Я показал пригласительный билет. С портретом в траурной рамке.
– В Пионерском парке?
– Там написано…
Мать прочла до конца:
– Белку свою в этот парк отнеси! Чтобы духу её вонючего здесь больше не было.
Обычно я пропускаю такие разговоры мимо ушей, но....
– Устроил из родительской квартиры стойло, садюжник! Несчастное животное…
Белк, устав грести, вскочил по стойке смирно.
Я поманил белку к себе; несчастное животное сделало пару неуверенных шагов и упало, притворяясь мёртвым. Играть с Францисском Асиззским в дохлый номер было некогда. Польские часы загорелись словами без цифр «czternas’cie». Похороны Добробабы скоро начнутся.
Растерзан медведями
Из-за похорон этих нас отпустили из школы пораньше. Сказали, переодеться в траурное, настроиться и поразмыслить над кое-чем. Идти мне до дома минут пятнадцать, вот я и поразмыслил. Потом ещё раз поразмыслил. И, наконец, откинув балласт того, о чём думается в обычные дни, принялся раскладывать в голове такой сложный пасьянс, что голова заскрипела как ступа у ведьмы!
Выходила какая-то ерунда. Почему Добробабу не хоронит его распрекрасный лицей? Почему похороны проходят не по микрорайону? Почему на похороны собираются неблагополучные школы со всей Пискарёвки? Причём, главным образом, те, мимо которых Добробабе без хорошего тычкового кастета в былые времена не пройти?
Ну, во-первых – Добробаба не культ личности. Не Горбачёв, так сказать, чтобы делать из его гибели трагедию мирового масштаба. Во вторых – пускай он рано погиб. Пускай не успел прославиться толком. Допустим, пропал без вести в лесу – ну так и что же в этом такого? Надо собирать учеников со всех районных школ по этому поводу? Устраивать шествие в пионерском парке? Нет, ну, чего ради, на самом деле, скажите, а?
– Папу с мамой Борькину позвать, да и всё, – рассуждал я перед зеркалом с мокрой железной расчёской… – Бабушку с дедушкой, если они ещё у него есть! Меня позовите, раз уж я друг его детства, – жестикулировал я, перебегая улицу на красный свет боком… – Невесту Борькину, – вспомнил уже перед самым пионерским парком и, закашлявшись, завершил: – Дружков – кха-а—аных индейцев!

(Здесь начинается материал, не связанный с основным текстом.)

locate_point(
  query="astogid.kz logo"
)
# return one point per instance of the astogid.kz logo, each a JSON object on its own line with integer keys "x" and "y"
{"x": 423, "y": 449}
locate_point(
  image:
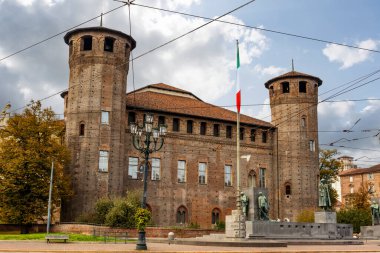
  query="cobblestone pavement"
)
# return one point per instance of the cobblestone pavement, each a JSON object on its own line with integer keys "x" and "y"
{"x": 41, "y": 246}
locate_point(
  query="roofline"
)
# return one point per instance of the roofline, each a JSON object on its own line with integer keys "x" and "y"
{"x": 162, "y": 88}
{"x": 298, "y": 75}
{"x": 200, "y": 117}
{"x": 99, "y": 29}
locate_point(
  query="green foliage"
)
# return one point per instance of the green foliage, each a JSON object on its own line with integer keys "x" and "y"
{"x": 122, "y": 214}
{"x": 220, "y": 225}
{"x": 28, "y": 144}
{"x": 354, "y": 216}
{"x": 360, "y": 199}
{"x": 102, "y": 208}
{"x": 142, "y": 217}
{"x": 306, "y": 215}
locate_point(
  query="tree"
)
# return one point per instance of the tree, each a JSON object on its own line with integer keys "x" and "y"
{"x": 329, "y": 169}
{"x": 29, "y": 143}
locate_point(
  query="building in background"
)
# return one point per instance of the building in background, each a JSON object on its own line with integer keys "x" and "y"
{"x": 352, "y": 179}
{"x": 192, "y": 179}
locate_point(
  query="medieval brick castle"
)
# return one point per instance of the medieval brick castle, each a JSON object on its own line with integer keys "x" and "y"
{"x": 200, "y": 144}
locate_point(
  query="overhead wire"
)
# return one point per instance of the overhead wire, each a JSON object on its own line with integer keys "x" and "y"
{"x": 259, "y": 28}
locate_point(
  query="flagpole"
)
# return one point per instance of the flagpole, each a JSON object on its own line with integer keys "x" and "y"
{"x": 238, "y": 204}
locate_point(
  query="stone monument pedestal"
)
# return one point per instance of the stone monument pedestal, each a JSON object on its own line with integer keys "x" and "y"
{"x": 235, "y": 225}
{"x": 325, "y": 217}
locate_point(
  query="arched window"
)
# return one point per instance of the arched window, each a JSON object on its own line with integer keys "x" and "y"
{"x": 252, "y": 179}
{"x": 303, "y": 121}
{"x": 108, "y": 44}
{"x": 302, "y": 87}
{"x": 181, "y": 215}
{"x": 81, "y": 129}
{"x": 285, "y": 87}
{"x": 86, "y": 43}
{"x": 215, "y": 216}
{"x": 288, "y": 189}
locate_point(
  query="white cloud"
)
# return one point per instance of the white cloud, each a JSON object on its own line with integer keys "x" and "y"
{"x": 269, "y": 71}
{"x": 203, "y": 62}
{"x": 348, "y": 57}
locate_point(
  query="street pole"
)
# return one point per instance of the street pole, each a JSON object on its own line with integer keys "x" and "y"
{"x": 50, "y": 193}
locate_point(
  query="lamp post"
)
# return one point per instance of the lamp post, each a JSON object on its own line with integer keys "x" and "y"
{"x": 146, "y": 139}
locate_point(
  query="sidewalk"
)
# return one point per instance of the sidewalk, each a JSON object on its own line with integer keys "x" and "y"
{"x": 41, "y": 246}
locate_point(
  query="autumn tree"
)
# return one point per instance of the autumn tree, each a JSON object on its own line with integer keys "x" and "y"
{"x": 29, "y": 143}
{"x": 329, "y": 169}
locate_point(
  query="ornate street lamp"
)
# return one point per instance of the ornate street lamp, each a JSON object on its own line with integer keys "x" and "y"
{"x": 146, "y": 139}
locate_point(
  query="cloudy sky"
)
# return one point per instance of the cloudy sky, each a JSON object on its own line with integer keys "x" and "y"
{"x": 204, "y": 61}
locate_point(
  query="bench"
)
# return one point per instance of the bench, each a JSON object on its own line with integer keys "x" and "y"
{"x": 56, "y": 238}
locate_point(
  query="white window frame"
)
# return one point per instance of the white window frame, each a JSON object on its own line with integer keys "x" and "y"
{"x": 103, "y": 160}
{"x": 133, "y": 165}
{"x": 105, "y": 117}
{"x": 202, "y": 173}
{"x": 156, "y": 169}
{"x": 227, "y": 175}
{"x": 181, "y": 171}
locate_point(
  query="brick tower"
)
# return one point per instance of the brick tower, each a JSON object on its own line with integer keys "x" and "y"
{"x": 95, "y": 115}
{"x": 293, "y": 101}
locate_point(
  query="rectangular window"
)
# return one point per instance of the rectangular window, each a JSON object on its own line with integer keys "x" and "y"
{"x": 108, "y": 44}
{"x": 181, "y": 172}
{"x": 253, "y": 135}
{"x": 175, "y": 124}
{"x": 203, "y": 128}
{"x": 87, "y": 43}
{"x": 161, "y": 120}
{"x": 285, "y": 87}
{"x": 132, "y": 167}
{"x": 105, "y": 117}
{"x": 302, "y": 87}
{"x": 264, "y": 136}
{"x": 241, "y": 133}
{"x": 156, "y": 168}
{"x": 216, "y": 130}
{"x": 189, "y": 126}
{"x": 229, "y": 132}
{"x": 262, "y": 177}
{"x": 103, "y": 161}
{"x": 227, "y": 175}
{"x": 202, "y": 172}
{"x": 312, "y": 145}
{"x": 131, "y": 117}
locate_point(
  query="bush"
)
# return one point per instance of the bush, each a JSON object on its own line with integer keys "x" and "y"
{"x": 306, "y": 215}
{"x": 121, "y": 214}
{"x": 142, "y": 217}
{"x": 356, "y": 217}
{"x": 102, "y": 207}
{"x": 220, "y": 225}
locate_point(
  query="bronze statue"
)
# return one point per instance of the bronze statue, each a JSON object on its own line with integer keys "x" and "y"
{"x": 324, "y": 195}
{"x": 375, "y": 213}
{"x": 263, "y": 207}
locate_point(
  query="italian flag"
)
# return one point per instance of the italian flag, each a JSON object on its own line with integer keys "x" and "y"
{"x": 238, "y": 92}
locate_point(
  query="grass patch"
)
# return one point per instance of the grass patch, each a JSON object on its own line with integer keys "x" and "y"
{"x": 41, "y": 236}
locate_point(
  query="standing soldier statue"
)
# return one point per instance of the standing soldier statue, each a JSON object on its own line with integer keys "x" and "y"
{"x": 263, "y": 207}
{"x": 324, "y": 195}
{"x": 375, "y": 213}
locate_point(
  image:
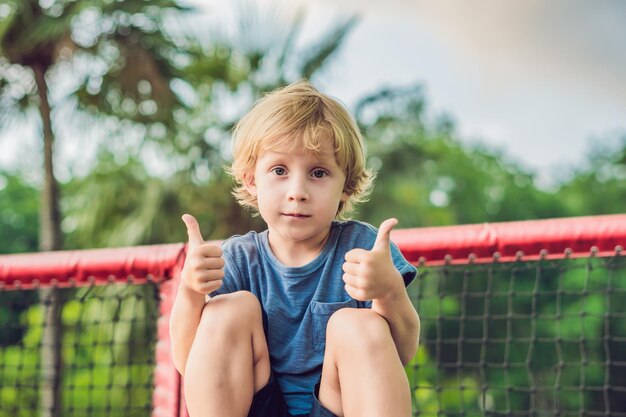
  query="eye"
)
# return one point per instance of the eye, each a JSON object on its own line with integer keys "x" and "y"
{"x": 319, "y": 173}
{"x": 280, "y": 171}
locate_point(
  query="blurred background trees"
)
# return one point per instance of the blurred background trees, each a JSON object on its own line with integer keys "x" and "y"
{"x": 160, "y": 101}
{"x": 148, "y": 105}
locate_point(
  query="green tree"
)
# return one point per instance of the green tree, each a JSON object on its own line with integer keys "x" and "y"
{"x": 129, "y": 58}
{"x": 599, "y": 186}
{"x": 18, "y": 214}
{"x": 431, "y": 178}
{"x": 129, "y": 55}
{"x": 128, "y": 205}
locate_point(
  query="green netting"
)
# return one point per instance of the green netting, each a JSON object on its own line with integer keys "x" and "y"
{"x": 106, "y": 359}
{"x": 499, "y": 339}
{"x": 521, "y": 339}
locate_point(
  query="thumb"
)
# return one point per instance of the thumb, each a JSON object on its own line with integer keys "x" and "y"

…Один я знал, что на самом деле произошло. Может что-то забыл… но напомнить-то было некому! Кактус вообще ничего не знал. А бывшая Добробабина невеста как в воду канула. О ней никто в городе не вспоминал, будто не было её и в помине. Короче, совесть ела только меня одного....
Тем временем, в школе повесили Добробабин портрет в траурной рамке. Изобразили рамку в виде сердца пылающего. «Добробаба» было выведено красными буквами по зелёной кайме. Издалека это напоминало костёр. Или, скорее, пожар под запрещающей разводить костры табличкой. Некролог сопровождался описанием добробабиной многогранной общественной жизни. Так и было написано «многогранной». Что отмочалил такого многогранного Добробаба? Почему его жизнь ни с того, ни с сего стала общественной. Почему его урабатывают в землю как какого-то Брежнева? Подробностей не сообщали. В одном месте о пятнадцатилетнем Добробабе было сказано, что он «преданный муж». В другом – что «внимательный отец». Не хватало только написать “любящий дед”! Хорошо, хоть на деда наглости не хватило… В конце сообщалось о конце его прекрасной карьеры. Траурным, чёрно-алым шрифтом: – РАСТЕРЗАН МЕДВЕДЯМИ! И тут, я признаться, вздрогнул. Шрифт становился все меньше и меньше, сворачиваясь в ниточку; соболезнований было много, иначе бы всё не поместились. Но я-то видел, что соболезнуют Добробабе далеко не все. Кто-то, корявой рукой подписал под «растерзан медведями» – «Армия Трясогузки».